Julian Day is an artist, composer, writer and broadcaster. His work, although primarily centred on sound, also includes a range of media including installation, video, text and performance. As an advocate for new music and contemporary art Julian also presents and produces programs on ABC radio and writes regularly for a range of media outlets.  He attempts to create simple yet evocative works through largely ephemeral means in which existing objects, architectures and social situations are repurposed. In particular he disperses homogeneous sound to explore the acoustic, architectural and relational properties of such non-traditional spaces as railway sheds, marketplaces, laneways, parks and lakes.
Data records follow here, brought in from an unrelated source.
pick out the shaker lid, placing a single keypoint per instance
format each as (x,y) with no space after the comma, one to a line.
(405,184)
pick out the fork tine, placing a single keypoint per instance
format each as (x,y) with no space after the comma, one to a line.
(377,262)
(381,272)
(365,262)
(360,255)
Julian will spend his Fellowship researching and consolidating existing artistic interests – community engagement and open participation, critiquing traditional scores and instrumental techniques and bridging the visual art and music worlds. He will work with mentors in New York and collaborate with performers, galleries and community participants in Australia, the USA and UK. These activities will further integrate his composition and visual art output into a well-honed artistic vision, broadening connections to other artists and institutions and laying the groundwork for future projects.

David Finnigan (ACT)

David is a writer, producer, theatre-maker and performer. He works extensively across disciplines to create a diverse body of work, from interactive performance to theatre to spoken word. David also has extensive experience as a producer and curator of experimental and cross-artform performance work. He has worked as a producer at the Battersea Arts Centre in London and for the HERE Arts Center in New York. In 2009, David cofounded and directed the Crack Theatre Festival, a national festival and forum for experimental performance in Newcastle as part of This Is Not Art. In 2011 he founded the You Are Here Festival, an annual multi-arts festivals taking place in shopfronts and found spaces in Canberra city. In 2013 he co-curated and facilitated the TippingPoint Australia climate-arts conference as part of the Australian Theatre Forum.

The Fellowship will continue David’s development as a playwright, science-theatre artist, spoken word performer, festival producer and curator with a focus on interactive and audience-driven work. The Fellowship will allow David to further his professional development by undertaking key multi-year projects with mentors as well as the chance to learn skills and access opportunities that are not otherwise available to an early career artist.